Data Extractor / Web Data Miner We are building next generation intelligent web search applications. We are looking for a brilliant software engineer with strong expertise in text mining, information extraction, information retrieval and natural language processing to help us build a product database that will allow us to dominate the "long tail" of products. - Responsible finding practical and innovative ways to extract product information from a variety of unstructured sources.
- Hands on implementation of data extraction.
- Develop tools and processes for web data mining: from web and off-line sources, identify topics, classify/cluster, extract named entities.
- Find little known "off the beaten path" products on little known "out of the way" websites.

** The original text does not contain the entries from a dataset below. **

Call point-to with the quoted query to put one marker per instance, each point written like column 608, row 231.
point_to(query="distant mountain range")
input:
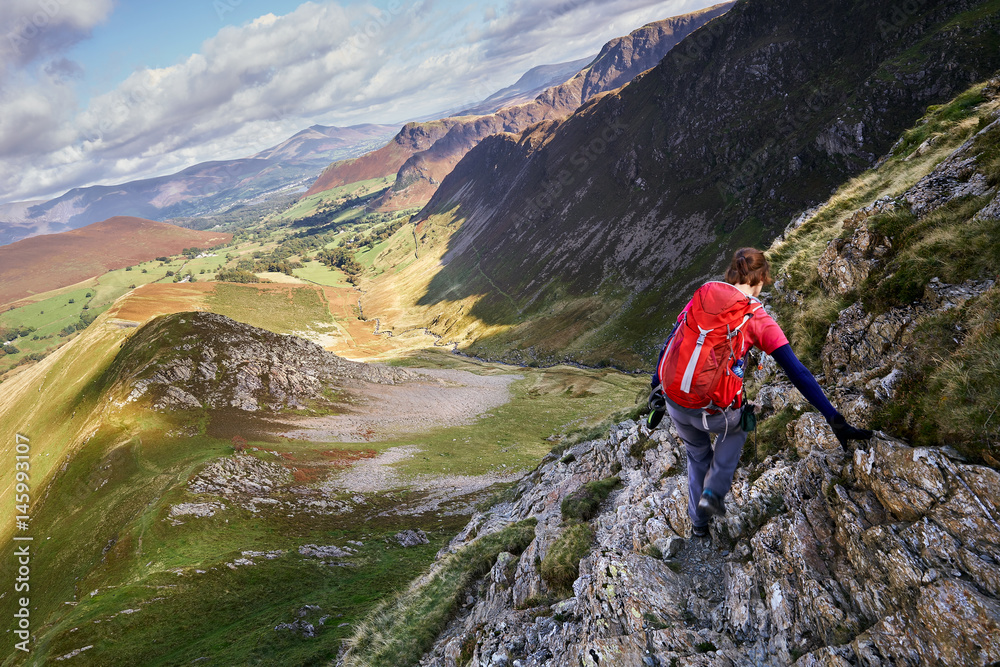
column 422, row 154
column 198, row 190
column 50, row 261
column 212, row 187
column 583, row 236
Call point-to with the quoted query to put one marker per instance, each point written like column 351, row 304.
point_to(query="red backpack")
column 696, row 368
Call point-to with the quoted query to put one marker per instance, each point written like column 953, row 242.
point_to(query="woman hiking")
column 699, row 380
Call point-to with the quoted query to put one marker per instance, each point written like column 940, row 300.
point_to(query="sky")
column 108, row 91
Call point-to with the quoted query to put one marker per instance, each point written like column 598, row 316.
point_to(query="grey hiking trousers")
column 708, row 467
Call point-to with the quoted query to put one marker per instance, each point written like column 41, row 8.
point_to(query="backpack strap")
column 688, row 377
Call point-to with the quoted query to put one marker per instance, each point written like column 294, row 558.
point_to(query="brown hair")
column 749, row 267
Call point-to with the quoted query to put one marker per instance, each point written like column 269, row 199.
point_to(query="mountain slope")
column 531, row 84
column 590, row 231
column 620, row 61
column 199, row 189
column 42, row 263
column 881, row 552
column 443, row 143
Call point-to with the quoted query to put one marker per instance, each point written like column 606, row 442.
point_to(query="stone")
column 411, row 538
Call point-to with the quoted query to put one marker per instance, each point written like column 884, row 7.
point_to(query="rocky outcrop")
column 445, row 142
column 887, row 553
column 241, row 475
column 880, row 554
column 614, row 213
column 218, row 363
column 847, row 262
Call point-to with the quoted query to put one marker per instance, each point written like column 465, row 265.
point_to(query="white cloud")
column 253, row 85
column 34, row 29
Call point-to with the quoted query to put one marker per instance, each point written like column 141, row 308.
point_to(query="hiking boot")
column 711, row 503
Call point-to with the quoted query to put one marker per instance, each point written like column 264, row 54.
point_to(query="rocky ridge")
column 215, row 362
column 423, row 163
column 746, row 122
column 882, row 554
column 885, row 554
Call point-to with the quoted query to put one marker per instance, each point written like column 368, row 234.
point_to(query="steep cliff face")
column 643, row 192
column 886, row 552
column 887, row 555
column 387, row 160
column 620, row 61
column 422, row 166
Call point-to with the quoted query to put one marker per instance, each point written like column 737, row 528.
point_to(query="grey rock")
column 411, row 538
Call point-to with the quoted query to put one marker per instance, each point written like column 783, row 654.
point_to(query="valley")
column 129, row 540
column 396, row 417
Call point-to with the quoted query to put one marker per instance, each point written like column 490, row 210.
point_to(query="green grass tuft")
column 399, row 631
column 582, row 504
column 561, row 565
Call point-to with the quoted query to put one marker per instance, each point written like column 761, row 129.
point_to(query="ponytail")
column 749, row 267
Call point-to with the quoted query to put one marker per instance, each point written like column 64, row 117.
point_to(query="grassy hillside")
column 131, row 585
column 948, row 387
column 52, row 261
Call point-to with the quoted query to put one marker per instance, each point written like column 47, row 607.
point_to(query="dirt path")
column 441, row 398
column 377, row 475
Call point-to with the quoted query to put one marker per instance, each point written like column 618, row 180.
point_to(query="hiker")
column 699, row 380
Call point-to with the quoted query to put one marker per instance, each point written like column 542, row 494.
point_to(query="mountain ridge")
column 751, row 140
column 620, row 60
column 50, row 261
column 202, row 187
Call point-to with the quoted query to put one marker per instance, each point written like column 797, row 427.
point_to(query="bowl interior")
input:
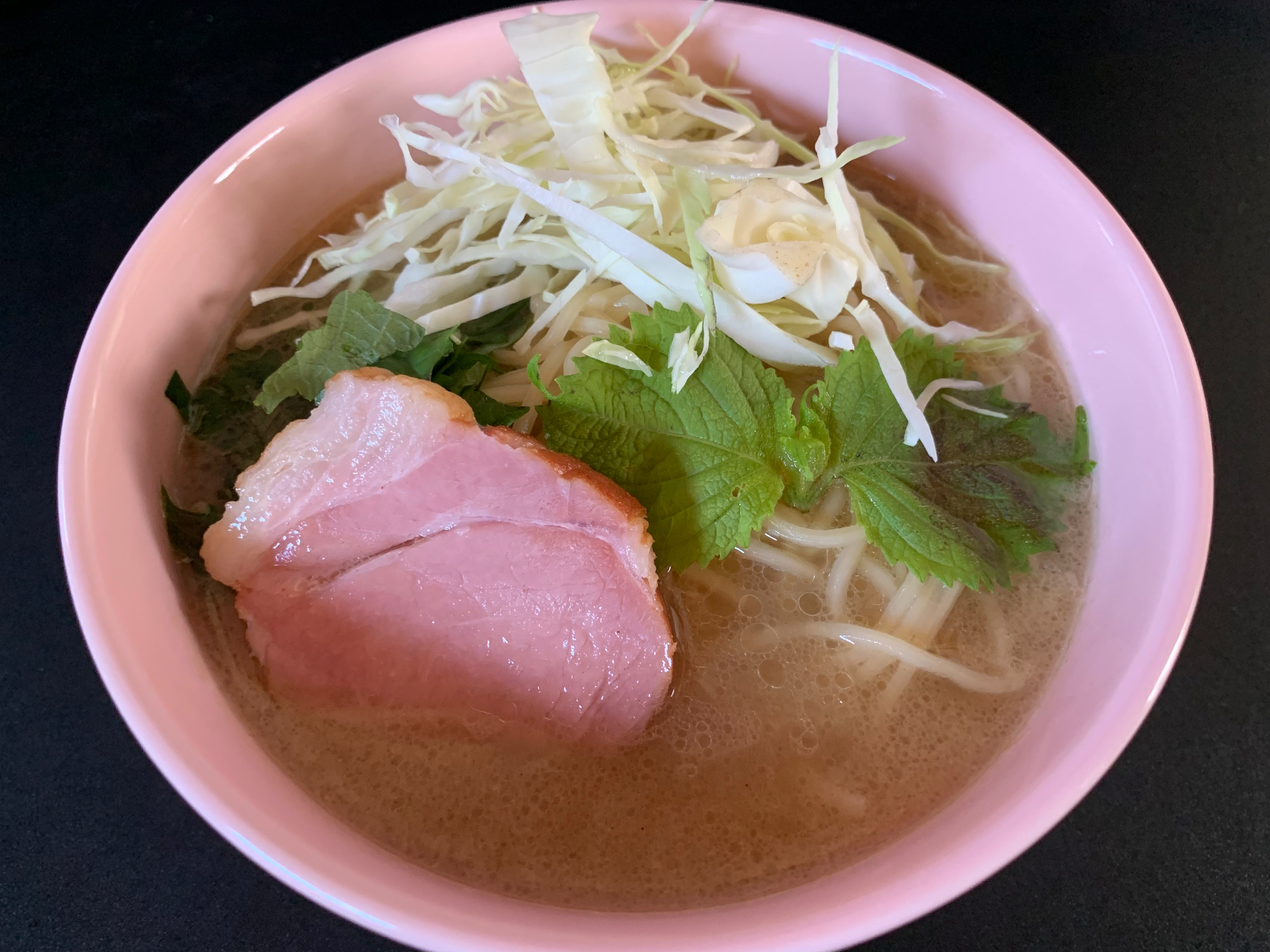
column 266, row 189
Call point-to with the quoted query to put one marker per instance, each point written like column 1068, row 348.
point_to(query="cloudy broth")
column 777, row 756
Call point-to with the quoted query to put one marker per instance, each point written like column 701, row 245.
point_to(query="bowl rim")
column 300, row 876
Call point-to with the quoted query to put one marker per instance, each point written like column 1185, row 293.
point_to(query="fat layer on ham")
column 388, row 551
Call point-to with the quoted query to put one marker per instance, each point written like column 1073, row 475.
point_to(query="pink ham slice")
column 388, row 551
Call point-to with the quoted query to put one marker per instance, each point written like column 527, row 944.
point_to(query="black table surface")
column 106, row 108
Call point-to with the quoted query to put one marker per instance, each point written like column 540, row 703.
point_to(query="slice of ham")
column 388, row 551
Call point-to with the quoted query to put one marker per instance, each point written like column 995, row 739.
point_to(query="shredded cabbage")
column 595, row 184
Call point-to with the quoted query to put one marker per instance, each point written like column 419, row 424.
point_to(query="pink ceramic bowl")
column 270, row 186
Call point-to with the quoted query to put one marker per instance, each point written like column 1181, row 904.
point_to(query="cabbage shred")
column 600, row 186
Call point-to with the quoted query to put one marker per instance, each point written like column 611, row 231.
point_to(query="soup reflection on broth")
column 825, row 699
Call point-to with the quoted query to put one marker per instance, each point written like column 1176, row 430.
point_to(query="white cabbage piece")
column 532, row 281
column 570, row 81
column 617, row 355
column 770, row 243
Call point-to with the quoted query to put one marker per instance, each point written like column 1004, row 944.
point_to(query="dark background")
column 106, row 108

- Work with our team to deliver the best possible experience for our users.
- Experience in information extraction and integration. Harvesting and extracting information from structured and unstructured data.
- Familiar with statistical methods for data analysis, such as PMI, HMM, Naive Bayes, etc.
- Experience in machine learning algorithms related to search and personalization, large scale web clustering, classification and summarization.
- Experience in large scale crawling, deep web crawling, knowledge of tools like Nutch, Hadoop.
- 5+ years experience in Java development, strong programming skills.
- Experience in large scale recommendation system, content-based recommendation and collaborative filtering.
- Expert knowledge of relational database, performance tuning of large-scale databases or large-scale file stores, and experience in MySQL is preferred.
- Experience in test-driven and agile software development.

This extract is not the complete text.